Remembering the Legacy of an American Reformer

‘King’ of Change

Ian Grimm

Even among the greatest of world leaders, Martin Luther King stands tall. He is the only non-president to get honored with his own national holiday, and he holds lasting influence on how African-Americans, and all peoples of the world, should be treated.

After the Civil War cleansed the most egregious of racial hierarchies imposed on African Americans, the institution of slavery, white Southerners began to immediately rebuild an institutionalised inequality—segregation. Before ever becoming de jure, organizations like the KKK and rhetoric like the “Lost Cause” inflamed tensions against African Americans, denying them voting rights and many economic freedoms.

After Plessy v. Ferguson wrote segregation into the law of the land, conditions only deteriorated. Black people got beaten up on the streets for drinking at “white” water fountains. “Black blood” and “white blood” were distinguished in the blood banks of WWII. Graveyards were segmented into “whites-only” or “blacks-only” zones.

By the 1950s, segregation had reached a breaking point. Racial de-segregation during WWII gave many black soldiers a taste of true freedom, only to be wisped away the moment they returned home. 100 years of Jim Crow led to a boiling kettle of popular resentment. Into this landscape of tectonic pressures came Dr. King, a young and restless Baptist preacher from Atlanta that embodied all the righteous fury of the black people of America.

What was shocking about King’s leadership was how he refused to sink to the level of the violence around him. When movements like the Black Panthers marched onto the streets with assault rifles, and the National Guard fumed clouds of tear gas over crowds of marchers, King’s nonviolence glowed like a beacon.
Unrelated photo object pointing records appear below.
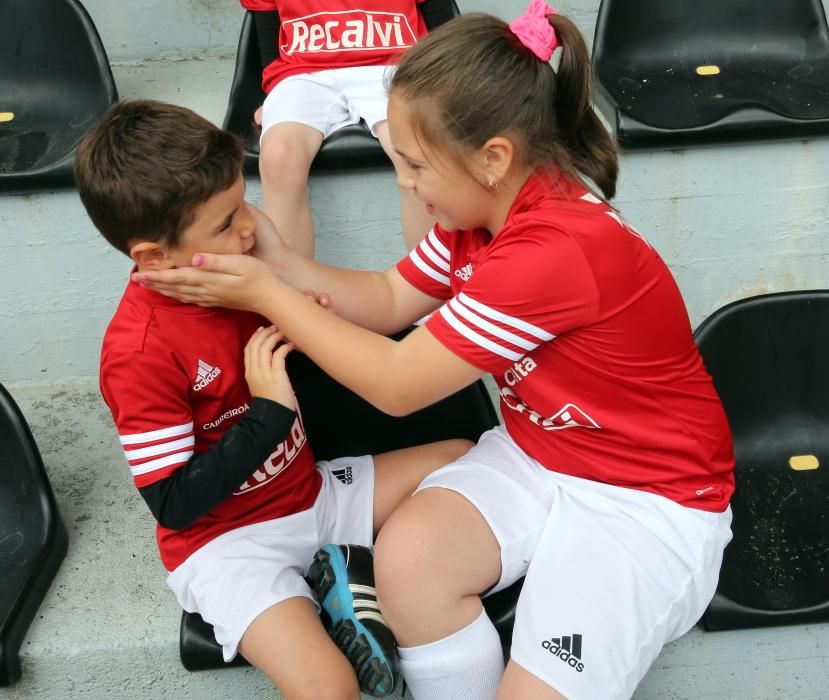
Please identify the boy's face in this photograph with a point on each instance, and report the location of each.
(223, 225)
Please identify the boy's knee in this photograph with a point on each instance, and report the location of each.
(283, 159)
(400, 567)
(329, 686)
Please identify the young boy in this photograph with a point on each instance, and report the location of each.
(324, 64)
(212, 434)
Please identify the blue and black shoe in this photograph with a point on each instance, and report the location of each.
(342, 579)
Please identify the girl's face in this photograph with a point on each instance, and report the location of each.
(449, 192)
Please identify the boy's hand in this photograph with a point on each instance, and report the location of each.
(265, 367)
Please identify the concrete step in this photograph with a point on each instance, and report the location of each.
(108, 627)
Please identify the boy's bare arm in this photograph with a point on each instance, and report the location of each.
(382, 302)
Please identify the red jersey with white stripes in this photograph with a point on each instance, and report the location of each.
(585, 332)
(319, 35)
(173, 377)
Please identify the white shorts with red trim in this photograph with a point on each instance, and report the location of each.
(612, 574)
(236, 577)
(329, 100)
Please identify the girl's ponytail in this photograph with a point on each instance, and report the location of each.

And King used that beacon to guide black and white alike to his ultimate dream—an America without the pervasive racial injustice that had characterized his childhood, defined his career and led to his untimely death by an assassin’s bullet.
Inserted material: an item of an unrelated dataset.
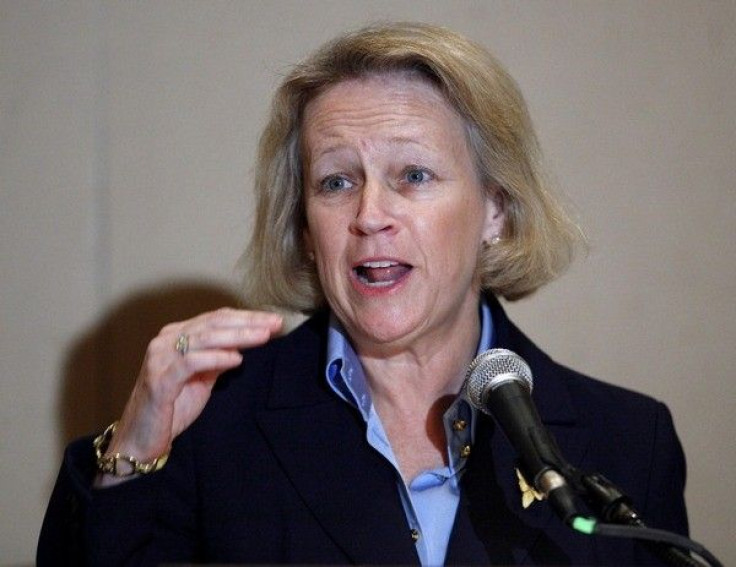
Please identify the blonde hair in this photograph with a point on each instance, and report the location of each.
(538, 239)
The narrative of King’s legacy, and the larger narrative of civil rights today, is mostly a shoe-shined, sanitized story—He wanted racial equality, and he made a big important speech, “I Have A Dream”, and suddenly America was finally the bastion of equality it had long purported to be.
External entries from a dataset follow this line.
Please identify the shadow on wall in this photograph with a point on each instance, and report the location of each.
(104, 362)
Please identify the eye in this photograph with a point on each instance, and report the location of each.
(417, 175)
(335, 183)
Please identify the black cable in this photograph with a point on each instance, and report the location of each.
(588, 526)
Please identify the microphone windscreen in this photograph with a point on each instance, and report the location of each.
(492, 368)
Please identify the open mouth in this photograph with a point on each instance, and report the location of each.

Yet a quick glance at the present reminds us that we stand not within the racial utopia dreamed by King, but instead a world where the average black person makes 70 cents to the white person’s dollar. We are not united by loving ties of brotherhood, but separated by rifts of misunderstanding anger. We have not risen about our hatred, but let it percolate and drone to a feverish tenor. King knew that one man alone could not heal the wounds of 400 years’ inequalities. But he worked for change nonetheless.

Because King knew life’s most unrelenting critical question to be: “What are you doing for others?” And through his legacy, he calls all of us to ask the same.